Because of the inferiority of women, the Salem Witch Trials were filled with bias with the reasoning of women being vulnerable towards the Devil. During this time period, women werent necessarily viewed as equals to men. It was young women’s discontent with their work, with their economic circumstances, and with their marriage prospects, the writings show, that led the Devil and his witches to think that they in particular could be tempted with wealth, material possessions, husbands, and relief from daily chores. Women were believed to be easily seduced by the Devil because of their supposedly vulnerable character. The Antichrist, although despised and feared by the Puritans, was capable of power. Not only did Puritans fear the Antichrist, but also women in power. Driven by fear, women were accused of being witches in result of performing male tasks. The majority of the accused and executed were women.
In the time the Salem Witch Trials took place, the results of it may have been perceived as justifiable at first.

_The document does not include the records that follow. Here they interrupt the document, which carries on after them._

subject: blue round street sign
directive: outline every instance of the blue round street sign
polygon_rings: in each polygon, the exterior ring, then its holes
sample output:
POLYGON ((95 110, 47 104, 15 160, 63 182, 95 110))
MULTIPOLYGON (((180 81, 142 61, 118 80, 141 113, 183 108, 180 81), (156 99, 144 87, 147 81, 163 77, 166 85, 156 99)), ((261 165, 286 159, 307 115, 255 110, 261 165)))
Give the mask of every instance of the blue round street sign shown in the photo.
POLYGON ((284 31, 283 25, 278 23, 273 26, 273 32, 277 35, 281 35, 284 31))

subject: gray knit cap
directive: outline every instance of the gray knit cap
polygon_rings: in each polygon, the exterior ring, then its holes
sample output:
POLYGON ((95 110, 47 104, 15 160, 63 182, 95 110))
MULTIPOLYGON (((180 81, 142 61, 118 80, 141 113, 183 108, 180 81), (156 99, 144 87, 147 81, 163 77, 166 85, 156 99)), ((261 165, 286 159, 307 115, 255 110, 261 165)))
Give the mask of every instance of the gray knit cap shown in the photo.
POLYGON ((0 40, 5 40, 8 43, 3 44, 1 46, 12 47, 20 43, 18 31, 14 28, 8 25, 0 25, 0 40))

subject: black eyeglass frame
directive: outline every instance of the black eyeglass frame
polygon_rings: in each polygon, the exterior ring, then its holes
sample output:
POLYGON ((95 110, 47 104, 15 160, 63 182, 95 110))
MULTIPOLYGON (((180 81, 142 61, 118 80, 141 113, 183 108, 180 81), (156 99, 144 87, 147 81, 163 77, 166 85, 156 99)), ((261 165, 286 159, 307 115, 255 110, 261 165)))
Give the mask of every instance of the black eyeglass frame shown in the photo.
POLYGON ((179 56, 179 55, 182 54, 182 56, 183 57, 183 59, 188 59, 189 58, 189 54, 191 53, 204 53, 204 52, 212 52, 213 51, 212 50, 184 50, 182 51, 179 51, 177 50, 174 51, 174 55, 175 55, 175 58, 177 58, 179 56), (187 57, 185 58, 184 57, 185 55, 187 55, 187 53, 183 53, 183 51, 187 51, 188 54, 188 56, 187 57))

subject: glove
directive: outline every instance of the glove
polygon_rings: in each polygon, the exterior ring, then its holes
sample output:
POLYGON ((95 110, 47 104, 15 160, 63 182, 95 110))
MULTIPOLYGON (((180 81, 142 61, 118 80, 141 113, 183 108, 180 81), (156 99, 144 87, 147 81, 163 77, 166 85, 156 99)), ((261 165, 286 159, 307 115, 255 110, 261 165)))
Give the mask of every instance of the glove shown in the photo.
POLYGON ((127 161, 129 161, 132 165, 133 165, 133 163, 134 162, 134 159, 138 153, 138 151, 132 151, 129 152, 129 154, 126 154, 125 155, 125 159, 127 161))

However, the Trials were quickly revoked from the hysteria it caused amongst Salem Village. The Salem Witch Trials could have taken a different turn in history if Government and Jurisdiction were regulated by law rather than religion. Families, instead, turned their backs on one another, accusation after accusation, striving themselves away from the true meaning of Puritanism. From the deaths of innocent lives to the wrongful imprisonment of witches, The Salem Witch Trials has gone down to being one of the most infamous events in history, and labeled and unjustifiable due to little to no legitimate government, ludicrous sounding evidence to prove one guilty of being a witch, and societal bias on the accused women.